Migrants’ Daily Stressors and Parenting Behavior: The Mediating Role of Family Cohesions

Seminar no. 1218
7 June 2023 Time 12.30 – 13.30 hrs.

Speaker: Khaing Zar Lwin

Migration-related stress has been shown to be related with family and marital conflict; this reduces family cohesion and support as well. Caregivers have many kind of stress such as economic difficulties, relationship issue, work-home balance and the constant monitoring of health situation of the family. Those kind of life daily stressors are different among caregivers who are migrants. Migrant caregivers normally face not only the challenges on the cultural differences between destination and host countries but also they play a special role for their children in adapting to a new culture. Parenting is a lifelong commitment; long-term patience and it is a difficult task that requires care and effort. Parenting is important as it determines the outcomes of child, which are closely linked to the quality of citizenship. Recent research with migrant and displaced families living on the Thailand-Myanmar border suggests that these stressors have detrimental impacts on children’s safety and well-being.
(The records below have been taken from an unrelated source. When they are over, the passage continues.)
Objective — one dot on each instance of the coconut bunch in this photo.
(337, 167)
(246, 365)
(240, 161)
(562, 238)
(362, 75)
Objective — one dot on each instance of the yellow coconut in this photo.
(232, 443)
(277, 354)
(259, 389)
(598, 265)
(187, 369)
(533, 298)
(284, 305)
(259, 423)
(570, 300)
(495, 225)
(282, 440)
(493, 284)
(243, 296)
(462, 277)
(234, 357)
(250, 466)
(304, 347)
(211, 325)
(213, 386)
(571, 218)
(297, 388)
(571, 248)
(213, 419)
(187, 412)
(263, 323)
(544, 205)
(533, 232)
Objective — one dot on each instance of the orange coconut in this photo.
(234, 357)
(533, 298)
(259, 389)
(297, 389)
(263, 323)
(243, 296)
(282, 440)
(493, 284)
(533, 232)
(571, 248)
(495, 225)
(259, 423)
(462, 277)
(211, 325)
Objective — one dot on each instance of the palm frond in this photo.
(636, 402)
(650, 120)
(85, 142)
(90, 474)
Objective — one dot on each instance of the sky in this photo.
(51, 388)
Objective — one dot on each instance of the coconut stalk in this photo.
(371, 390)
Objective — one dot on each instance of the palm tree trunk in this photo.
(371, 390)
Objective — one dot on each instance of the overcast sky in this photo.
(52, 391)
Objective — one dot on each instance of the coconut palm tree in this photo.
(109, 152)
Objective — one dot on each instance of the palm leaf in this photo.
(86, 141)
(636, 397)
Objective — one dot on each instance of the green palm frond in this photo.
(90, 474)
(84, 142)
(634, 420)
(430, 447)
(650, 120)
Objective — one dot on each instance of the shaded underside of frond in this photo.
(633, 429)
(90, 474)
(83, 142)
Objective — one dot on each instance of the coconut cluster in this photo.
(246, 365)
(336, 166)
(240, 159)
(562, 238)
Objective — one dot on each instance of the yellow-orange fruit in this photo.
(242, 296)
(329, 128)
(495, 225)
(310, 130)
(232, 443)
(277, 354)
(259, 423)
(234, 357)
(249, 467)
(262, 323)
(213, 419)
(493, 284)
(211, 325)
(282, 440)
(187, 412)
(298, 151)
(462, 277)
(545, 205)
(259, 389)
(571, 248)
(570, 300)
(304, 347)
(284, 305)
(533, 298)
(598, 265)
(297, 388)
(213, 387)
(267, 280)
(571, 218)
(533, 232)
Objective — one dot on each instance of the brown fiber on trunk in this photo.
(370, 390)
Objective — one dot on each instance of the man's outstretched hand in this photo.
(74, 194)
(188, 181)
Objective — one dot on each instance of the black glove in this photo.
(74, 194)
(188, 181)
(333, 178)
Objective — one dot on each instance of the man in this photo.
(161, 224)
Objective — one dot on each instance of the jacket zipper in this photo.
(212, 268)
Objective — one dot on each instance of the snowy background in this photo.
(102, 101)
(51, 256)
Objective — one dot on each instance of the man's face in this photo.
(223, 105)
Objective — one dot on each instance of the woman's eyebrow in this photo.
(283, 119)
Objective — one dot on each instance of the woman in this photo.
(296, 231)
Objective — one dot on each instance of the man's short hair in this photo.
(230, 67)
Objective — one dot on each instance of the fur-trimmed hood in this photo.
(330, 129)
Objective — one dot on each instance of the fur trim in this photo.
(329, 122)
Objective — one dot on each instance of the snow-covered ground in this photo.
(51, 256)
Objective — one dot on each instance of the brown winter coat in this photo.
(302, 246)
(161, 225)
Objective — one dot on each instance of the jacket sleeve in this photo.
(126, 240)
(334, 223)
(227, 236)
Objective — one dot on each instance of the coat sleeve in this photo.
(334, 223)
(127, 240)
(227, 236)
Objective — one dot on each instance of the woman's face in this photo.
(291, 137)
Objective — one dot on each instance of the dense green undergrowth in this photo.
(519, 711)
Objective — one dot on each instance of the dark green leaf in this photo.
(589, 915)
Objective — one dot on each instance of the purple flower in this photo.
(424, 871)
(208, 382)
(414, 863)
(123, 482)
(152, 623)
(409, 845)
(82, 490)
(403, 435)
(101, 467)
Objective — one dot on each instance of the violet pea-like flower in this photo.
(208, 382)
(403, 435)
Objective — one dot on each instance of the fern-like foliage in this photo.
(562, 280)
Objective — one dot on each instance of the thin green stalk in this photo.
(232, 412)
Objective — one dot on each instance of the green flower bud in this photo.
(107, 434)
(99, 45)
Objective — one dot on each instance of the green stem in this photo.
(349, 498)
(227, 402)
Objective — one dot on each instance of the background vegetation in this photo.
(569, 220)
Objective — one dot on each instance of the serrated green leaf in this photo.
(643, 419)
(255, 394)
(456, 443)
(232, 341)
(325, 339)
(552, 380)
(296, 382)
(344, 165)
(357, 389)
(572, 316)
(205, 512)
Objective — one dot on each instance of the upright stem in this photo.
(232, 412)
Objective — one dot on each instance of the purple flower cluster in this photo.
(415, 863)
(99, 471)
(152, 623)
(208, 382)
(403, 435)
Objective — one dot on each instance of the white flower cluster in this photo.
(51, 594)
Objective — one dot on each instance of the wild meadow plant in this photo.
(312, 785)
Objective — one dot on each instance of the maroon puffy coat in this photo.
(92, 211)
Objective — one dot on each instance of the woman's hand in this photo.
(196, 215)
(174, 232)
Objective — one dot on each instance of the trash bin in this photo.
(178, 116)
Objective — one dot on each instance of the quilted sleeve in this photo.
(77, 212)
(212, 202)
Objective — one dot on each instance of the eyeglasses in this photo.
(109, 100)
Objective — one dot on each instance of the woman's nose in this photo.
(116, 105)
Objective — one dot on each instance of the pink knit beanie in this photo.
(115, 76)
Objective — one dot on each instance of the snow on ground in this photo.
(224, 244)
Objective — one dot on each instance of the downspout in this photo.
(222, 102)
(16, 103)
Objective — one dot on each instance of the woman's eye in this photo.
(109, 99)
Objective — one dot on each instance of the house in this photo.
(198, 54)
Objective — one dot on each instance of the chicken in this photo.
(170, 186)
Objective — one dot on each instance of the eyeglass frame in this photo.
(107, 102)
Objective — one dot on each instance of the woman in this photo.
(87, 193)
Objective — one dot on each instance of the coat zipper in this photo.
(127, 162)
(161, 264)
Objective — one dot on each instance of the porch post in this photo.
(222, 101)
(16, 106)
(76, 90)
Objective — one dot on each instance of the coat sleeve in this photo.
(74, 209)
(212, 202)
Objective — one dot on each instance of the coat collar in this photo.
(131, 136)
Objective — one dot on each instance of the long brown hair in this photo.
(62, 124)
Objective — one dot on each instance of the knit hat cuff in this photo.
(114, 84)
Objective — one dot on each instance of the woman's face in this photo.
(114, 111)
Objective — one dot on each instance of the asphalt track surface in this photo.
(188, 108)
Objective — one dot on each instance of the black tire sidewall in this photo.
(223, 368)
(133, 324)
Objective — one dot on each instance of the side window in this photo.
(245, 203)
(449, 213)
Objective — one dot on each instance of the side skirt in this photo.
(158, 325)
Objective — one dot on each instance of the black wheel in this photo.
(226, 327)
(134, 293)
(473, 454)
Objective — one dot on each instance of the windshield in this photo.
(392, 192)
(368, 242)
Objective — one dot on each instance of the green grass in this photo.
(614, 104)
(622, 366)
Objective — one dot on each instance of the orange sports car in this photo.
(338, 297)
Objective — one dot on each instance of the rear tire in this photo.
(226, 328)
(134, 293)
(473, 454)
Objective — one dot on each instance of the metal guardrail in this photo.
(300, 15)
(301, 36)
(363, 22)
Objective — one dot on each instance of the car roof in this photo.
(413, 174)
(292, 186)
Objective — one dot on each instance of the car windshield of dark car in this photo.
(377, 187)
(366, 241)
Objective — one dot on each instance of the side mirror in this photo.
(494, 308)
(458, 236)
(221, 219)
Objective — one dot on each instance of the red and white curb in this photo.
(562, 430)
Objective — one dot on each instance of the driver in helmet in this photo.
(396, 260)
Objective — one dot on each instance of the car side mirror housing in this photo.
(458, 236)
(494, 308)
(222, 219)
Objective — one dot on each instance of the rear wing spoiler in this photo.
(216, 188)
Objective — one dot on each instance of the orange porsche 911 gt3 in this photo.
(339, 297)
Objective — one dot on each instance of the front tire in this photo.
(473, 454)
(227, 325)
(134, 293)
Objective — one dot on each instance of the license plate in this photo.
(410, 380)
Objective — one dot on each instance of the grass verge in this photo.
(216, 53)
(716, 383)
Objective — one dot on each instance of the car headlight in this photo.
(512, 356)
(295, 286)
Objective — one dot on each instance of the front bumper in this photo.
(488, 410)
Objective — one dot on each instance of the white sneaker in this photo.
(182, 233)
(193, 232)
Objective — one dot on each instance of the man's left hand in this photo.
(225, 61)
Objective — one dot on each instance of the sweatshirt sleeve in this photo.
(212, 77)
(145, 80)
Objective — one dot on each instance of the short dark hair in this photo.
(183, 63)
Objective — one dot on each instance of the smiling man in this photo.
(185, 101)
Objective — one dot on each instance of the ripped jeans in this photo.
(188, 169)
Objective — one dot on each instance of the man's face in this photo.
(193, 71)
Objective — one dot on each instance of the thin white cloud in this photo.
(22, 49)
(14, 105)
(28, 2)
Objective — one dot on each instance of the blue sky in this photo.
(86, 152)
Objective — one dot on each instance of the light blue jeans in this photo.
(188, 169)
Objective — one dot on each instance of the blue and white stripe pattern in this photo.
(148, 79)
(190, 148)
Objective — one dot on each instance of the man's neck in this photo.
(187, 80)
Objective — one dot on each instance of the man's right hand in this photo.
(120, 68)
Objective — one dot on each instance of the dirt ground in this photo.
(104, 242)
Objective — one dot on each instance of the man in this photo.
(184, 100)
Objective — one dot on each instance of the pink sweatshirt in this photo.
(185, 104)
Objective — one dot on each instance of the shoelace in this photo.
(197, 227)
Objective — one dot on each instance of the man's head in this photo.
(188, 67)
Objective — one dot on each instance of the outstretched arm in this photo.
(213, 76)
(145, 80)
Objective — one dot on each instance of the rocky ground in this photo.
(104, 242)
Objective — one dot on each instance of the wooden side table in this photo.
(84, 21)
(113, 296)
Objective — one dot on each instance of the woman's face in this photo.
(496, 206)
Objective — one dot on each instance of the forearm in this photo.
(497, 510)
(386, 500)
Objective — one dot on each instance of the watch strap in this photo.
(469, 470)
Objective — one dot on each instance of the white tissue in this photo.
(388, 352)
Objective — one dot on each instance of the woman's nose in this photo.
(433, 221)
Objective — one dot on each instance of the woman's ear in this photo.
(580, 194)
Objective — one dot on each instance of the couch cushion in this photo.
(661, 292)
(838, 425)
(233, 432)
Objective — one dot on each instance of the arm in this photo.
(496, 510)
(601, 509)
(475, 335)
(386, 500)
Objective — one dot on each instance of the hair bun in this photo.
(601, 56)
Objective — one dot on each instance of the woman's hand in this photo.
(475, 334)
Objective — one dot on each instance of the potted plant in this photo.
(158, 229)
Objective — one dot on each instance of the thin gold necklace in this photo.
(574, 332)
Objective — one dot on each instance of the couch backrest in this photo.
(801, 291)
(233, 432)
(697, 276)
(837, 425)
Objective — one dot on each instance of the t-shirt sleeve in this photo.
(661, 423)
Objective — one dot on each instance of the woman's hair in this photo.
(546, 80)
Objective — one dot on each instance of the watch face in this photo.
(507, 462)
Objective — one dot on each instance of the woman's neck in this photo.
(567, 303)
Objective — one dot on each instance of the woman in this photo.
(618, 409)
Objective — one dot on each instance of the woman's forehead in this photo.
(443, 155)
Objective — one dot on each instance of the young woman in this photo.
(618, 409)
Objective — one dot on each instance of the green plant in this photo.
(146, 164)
This study aims to explore the association of current experience of daily stressors on parenting behavior of migrant caregivers through family cohesion. This study will apply mixed method approach. The sample will be derived from the formative qualitative data and baseline quantitative data set of “Parenting on the Border” research project. Data analysis will be conducted by applying NVIVO and STATA program. Structure Equation Modeling (SEM) approach to mediation analysis will be applied for this study. The findings from this study will contribute to migration and implementation of policies and programs that support working migrant parents/caregivers to fulfill the responsibilities.